Ordinary Application
The first application for patent filed in the Patent Office without claiming priority from any application or without any reference to any other application under process in the Patent office is called an ordinary application.

Convention application
When an applicant files a patent application, claiming a priority date based on the same or substantially similar application filed in one or more of the convention countries, it is called a convention application. To get a convention status, an applicant should file the application before any of the patent offices within 12 months from the date of first application in the convention country.
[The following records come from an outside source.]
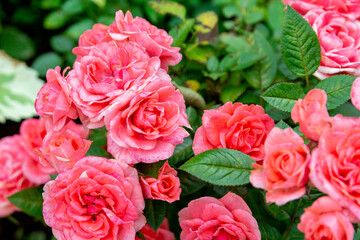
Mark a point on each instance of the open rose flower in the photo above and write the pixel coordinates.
(350, 8)
(105, 73)
(166, 187)
(32, 132)
(311, 114)
(62, 149)
(339, 39)
(97, 199)
(355, 93)
(325, 220)
(334, 166)
(285, 169)
(226, 218)
(156, 41)
(146, 126)
(12, 178)
(162, 233)
(54, 102)
(236, 126)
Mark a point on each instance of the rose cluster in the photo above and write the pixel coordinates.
(328, 162)
(337, 25)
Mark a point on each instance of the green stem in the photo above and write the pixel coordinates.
(293, 218)
(307, 82)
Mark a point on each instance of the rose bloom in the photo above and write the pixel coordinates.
(156, 41)
(226, 218)
(166, 187)
(311, 114)
(355, 93)
(325, 220)
(285, 169)
(32, 132)
(236, 126)
(105, 73)
(62, 149)
(339, 39)
(97, 199)
(334, 166)
(146, 126)
(54, 102)
(162, 233)
(12, 178)
(350, 8)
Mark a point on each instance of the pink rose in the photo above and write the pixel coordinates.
(54, 102)
(166, 187)
(325, 220)
(339, 39)
(236, 126)
(285, 168)
(105, 73)
(162, 233)
(350, 8)
(334, 166)
(97, 199)
(355, 93)
(156, 41)
(226, 218)
(311, 114)
(32, 132)
(146, 126)
(62, 149)
(12, 178)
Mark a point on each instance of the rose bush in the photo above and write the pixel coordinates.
(236, 126)
(147, 125)
(97, 199)
(324, 219)
(285, 169)
(166, 187)
(12, 177)
(226, 218)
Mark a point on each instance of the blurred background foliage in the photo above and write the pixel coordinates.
(231, 52)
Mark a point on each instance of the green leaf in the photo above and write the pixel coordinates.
(99, 143)
(268, 232)
(19, 86)
(29, 201)
(262, 74)
(347, 110)
(213, 64)
(99, 3)
(191, 97)
(182, 152)
(281, 124)
(283, 95)
(55, 20)
(337, 88)
(72, 7)
(46, 61)
(75, 30)
(224, 167)
(61, 43)
(275, 14)
(10, 41)
(231, 93)
(300, 46)
(154, 212)
(183, 32)
(169, 7)
(246, 60)
(189, 183)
PCT- International Application
The Patent Cooperation Treaty or PCT is an international agreement for filing patent applications. However, there is nothing called as a 'world patent'

The PCT application does not provide for the grant of an international patent, it simply provides a streamlined process for the patent application process in many countries at the same time. Some of the benefits of the system are:

National Phase Application under PCT
The PCT-national phase must follow the international phase. The applicant must individually 'enter into the national phase'. i.e. file a National phase application in each county he wishes to enter. The applicant can enter the national phase in up to 138 countries within 30-31 months (depends on the laws of the designated countries) from the international filing date or priority date (whichever is earlier). If the applicant does not enter the national phase within the prescribed time limit, the International Application loses its effect in the designated or elected States.

Patent of Addition
Patent of addition is an application made for a patent in respect of any improvement or modification of an invention described or disclosed in the complete specification already applied for or has a patent.
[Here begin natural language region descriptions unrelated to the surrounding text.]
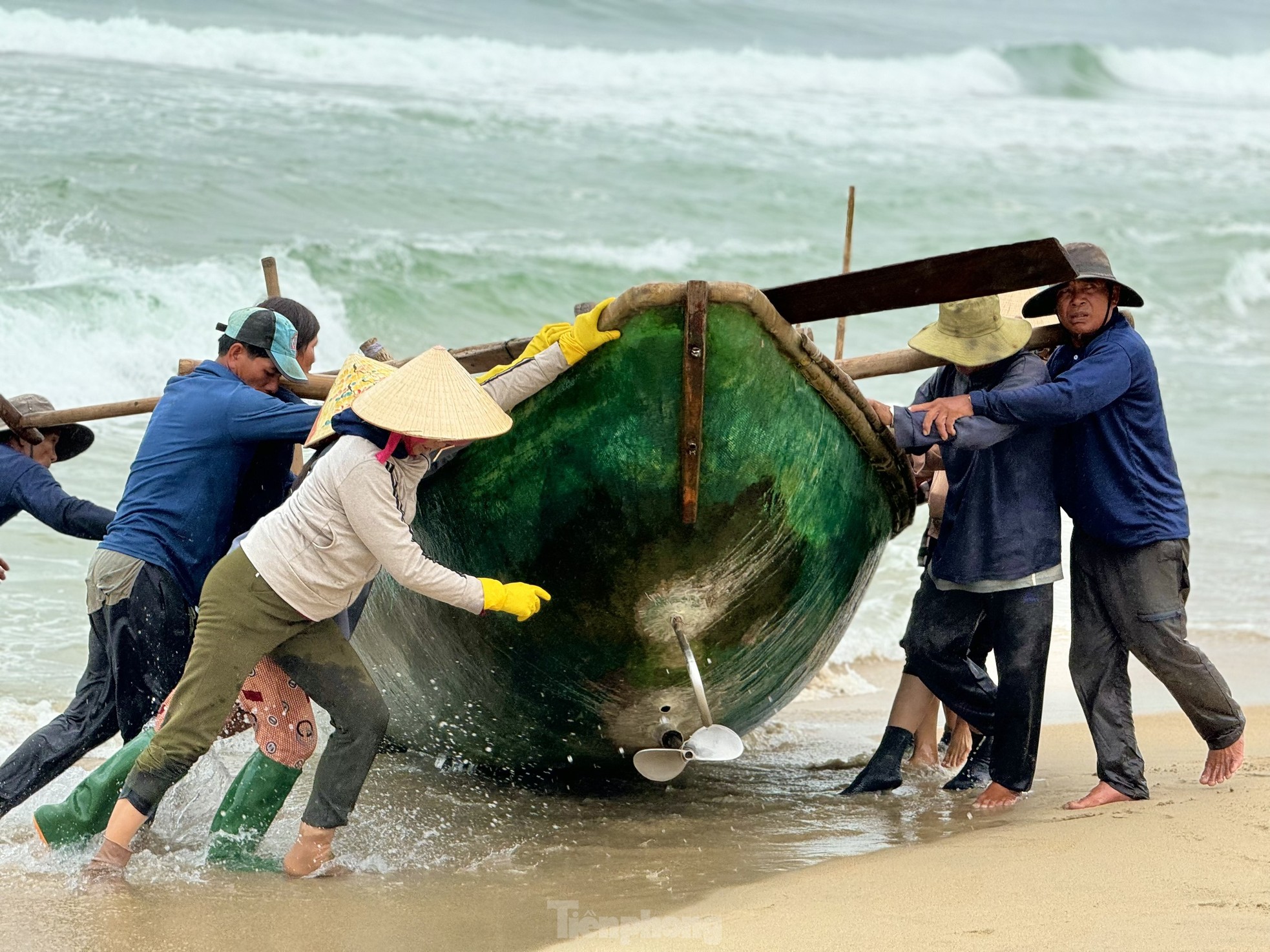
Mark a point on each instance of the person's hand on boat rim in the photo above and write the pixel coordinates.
(516, 598)
(540, 342)
(884, 413)
(585, 335)
(942, 414)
In order to be patentable an improvement, should be something more than a mere workshop improvement and must independently satisfy the test of invention. The major benefit is the exemption of renewal fee so long as the main patent is renewed. A patent of addition lapses with the cessation of the main patent.

Divisional Application
A divisional application is one which has been "divided" from an existing application. The applicant, at any time before the grant of a patent can file a further application, if he so desires or if an objection is raised by the examiner on the ground that the claims disclosed in the complete specification relates to more than one invention. A divisional application can only contain subject matter in the application from which it is divided (its parent), but retains the filing and priority date of that parent. A divisional application is useful if a unity of invention objection is issued, in which case the second invention can be protected as a divisional application.